Cells(myCount, ColIndex).Value = "Solutions"
For Each A In Range(Range("A2"), Range("A2").End(xlDown))
For Each B In Range(Range("B2"), Range("B2").End(xlDown))
myValue = WA * A.Value + WB * B.Value

Store this in a different variable and avoid recalcing it inside the For C loop.
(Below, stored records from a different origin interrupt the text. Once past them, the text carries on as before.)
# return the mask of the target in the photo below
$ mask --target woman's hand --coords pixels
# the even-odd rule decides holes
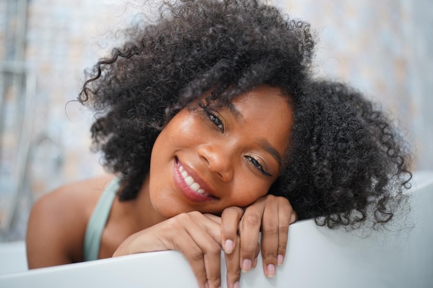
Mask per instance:
[[[188,260],[200,287],[219,287],[220,223],[221,218],[214,215],[203,215],[198,211],[179,214],[131,235],[119,246],[113,256],[177,250]],[[237,236],[232,239],[239,242]],[[233,253],[232,257],[239,259],[239,253]],[[239,280],[239,277],[236,280]],[[232,285],[229,285],[231,287]]]
[[[260,249],[258,241],[261,229],[263,269],[267,277],[275,276],[276,265],[282,265],[286,256],[288,225],[296,219],[296,213],[288,200],[272,195],[259,198],[244,209],[234,207],[225,209],[221,214],[221,241],[226,258],[237,248],[240,249],[237,265],[242,271],[248,272],[255,268]],[[238,233],[240,247],[237,247],[233,240],[237,239]]]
If myValue > Target Then GoTo NoMoreB

Picky: Exit For would accomplish the same thing as this GoTo. Unnecessary GoTos
(any GoTo that requires more lines of code qualify as unnecessary) should always
be avoided.

For Each C In Range(Range("C2"), Range("C2").End(xlDown))
myValue = WA * A.Value + WB * B.Value + WC * C.Value
If myValue = Target Then
myCount = myCount + 1
If myCount > 65536 Then
myCount = 1
ColIndex = ColIndex + 1
End If
Cells(myCount, ColIndex).Value = _
A & ", " & B & ", " & C
Else
If myValue > Target Then GoTo NoMoreC
End If
Next C
NoMoreC:
Next B
NoMoreB:
Next A

End Sub


I would like to compute all possible ABC combinations to
reach a target (40 for example)
Example: 10A = 40 but also 5A + 10B or 40C . . .

...

As the OP shows, values from one column only could equal the target value, and
should be considered solutions. Your macro only lists combinations involving one
value from each column, so it's not listing all combinations.